I have a figure showing the contourf plot and another showing a plot i've made earlier and I want to plot both on the same figure what should I do? 我有一个图显示了contourf图,另一个图显示了我之前绘制的图,我想将两个图都绘制在同一图上,我该怎么办? Here is the code of my contourf plot: 这是我的contourf图的代码:

import pylab as pl
from pylab import *
import xlrd
import math
import itertools
from matplotlib import collections as mc
import matplotlib.pyplot as plt
import copy as dc
import pyexcel
from pyexcel.ext import xlsx
import decimal

x_list = linspace(0, 99, 100)
y_list = linspace(0, 99, 100)
X, Y = meshgrid(x_list, y_list, indexing='xy')

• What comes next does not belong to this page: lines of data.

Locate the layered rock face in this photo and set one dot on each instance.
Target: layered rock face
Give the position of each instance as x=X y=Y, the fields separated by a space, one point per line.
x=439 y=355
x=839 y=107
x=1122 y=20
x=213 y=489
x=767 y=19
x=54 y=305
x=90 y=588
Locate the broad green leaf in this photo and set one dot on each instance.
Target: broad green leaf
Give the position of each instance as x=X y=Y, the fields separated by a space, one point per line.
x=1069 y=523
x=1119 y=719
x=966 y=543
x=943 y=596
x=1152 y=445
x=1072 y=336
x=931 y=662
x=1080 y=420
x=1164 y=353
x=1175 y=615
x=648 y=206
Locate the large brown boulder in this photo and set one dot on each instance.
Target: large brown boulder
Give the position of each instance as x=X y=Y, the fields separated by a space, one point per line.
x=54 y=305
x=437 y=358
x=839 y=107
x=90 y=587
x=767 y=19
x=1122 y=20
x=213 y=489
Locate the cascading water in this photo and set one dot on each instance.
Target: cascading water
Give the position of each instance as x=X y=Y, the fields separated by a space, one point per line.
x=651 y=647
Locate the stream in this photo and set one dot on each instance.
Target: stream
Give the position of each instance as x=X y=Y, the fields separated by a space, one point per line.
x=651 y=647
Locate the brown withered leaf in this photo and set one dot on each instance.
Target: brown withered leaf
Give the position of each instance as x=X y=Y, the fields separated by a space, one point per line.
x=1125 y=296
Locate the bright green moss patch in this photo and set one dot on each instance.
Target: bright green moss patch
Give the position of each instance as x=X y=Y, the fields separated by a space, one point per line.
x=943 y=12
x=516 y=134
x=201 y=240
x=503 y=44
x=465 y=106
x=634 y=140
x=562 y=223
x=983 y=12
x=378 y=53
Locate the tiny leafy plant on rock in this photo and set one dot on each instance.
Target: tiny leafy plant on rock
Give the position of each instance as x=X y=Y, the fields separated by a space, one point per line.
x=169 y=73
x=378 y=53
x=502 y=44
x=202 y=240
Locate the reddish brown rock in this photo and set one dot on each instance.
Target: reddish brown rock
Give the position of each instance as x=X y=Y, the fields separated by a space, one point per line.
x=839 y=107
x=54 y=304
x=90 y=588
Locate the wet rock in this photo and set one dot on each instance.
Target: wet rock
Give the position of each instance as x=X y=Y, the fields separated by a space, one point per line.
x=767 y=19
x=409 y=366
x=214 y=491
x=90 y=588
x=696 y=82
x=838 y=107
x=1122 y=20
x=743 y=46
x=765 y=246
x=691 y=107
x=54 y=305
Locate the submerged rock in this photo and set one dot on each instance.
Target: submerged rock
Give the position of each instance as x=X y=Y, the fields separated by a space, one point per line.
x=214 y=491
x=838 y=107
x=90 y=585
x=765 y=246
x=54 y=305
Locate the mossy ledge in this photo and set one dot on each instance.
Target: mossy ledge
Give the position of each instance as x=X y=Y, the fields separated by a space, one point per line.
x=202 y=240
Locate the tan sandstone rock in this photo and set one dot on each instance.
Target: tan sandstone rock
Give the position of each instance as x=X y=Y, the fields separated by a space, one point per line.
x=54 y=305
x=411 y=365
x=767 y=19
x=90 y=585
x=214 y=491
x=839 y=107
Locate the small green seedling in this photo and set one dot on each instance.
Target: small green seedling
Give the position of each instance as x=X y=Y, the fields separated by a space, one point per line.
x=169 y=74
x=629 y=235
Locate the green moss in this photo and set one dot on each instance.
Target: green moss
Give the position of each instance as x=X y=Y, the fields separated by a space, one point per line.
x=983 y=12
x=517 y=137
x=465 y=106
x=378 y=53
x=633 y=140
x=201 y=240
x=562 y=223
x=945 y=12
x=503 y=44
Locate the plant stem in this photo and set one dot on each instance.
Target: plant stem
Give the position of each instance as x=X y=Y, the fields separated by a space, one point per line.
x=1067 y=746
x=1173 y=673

Z = [[0 for x in range(len(x_list))] for x in range(len(y_list))]
for each_axes in range(len(Z)):
    for each_point in range(len(Z[each_axes])):
        Z[len(Z)-1-each_axes][each_point] = power_at_each_point(each_point, each_axes)

figure()
CP2 = contourf(X, Y, Z, cmap=plt.get_cmap('Reds'))
colorbar(CP2)
title('Coverage Plot')
xlabel('x (m)')
ylabel('y (m)')
show()

This is the code of my previously plotted plot: 这是我以前绘制的图的代码:

lc = mc.LineCollection(lines, linewidths=3)
fig, ax = pl.subplots()
ax.add_collection(lc)
ax.autoscale()
ax.margins(0.05)

#The code blow is just for drawing the final plot of the building.
Nodes = xlrd.open_workbook(Node_file_location)
sheet = Nodes.sheet_by_index(0)
Node_Order_Counter = range(1, sheet.nrows + 1)
In_Node_Order_Counter = 0
for counter in range(len(Node_Positions_Ascending)):
    plt.plot(Node_Positions_Ascending[counter][0],     Node_Positions_Ascending[counter][1], marker='o', color='r',
             markersize=6)
    pl.text(Node_Positions_Ascending[counter][0],     Node_Positions_Ascending[counter][1],
            str(Node_Order_Counter[In_Node_Order_Counter]),
            color="black", fontsize=15)
    In_Node_Order_Counter += 1
#Plotting the different node positions on our plot & numbering them
pl.show()

Without your data we can't see what the plot is supposed to look like, but I have some general recommendations. 没有您的数据,我们看不到该图应该是什么样子,但是我有一些一般性建议。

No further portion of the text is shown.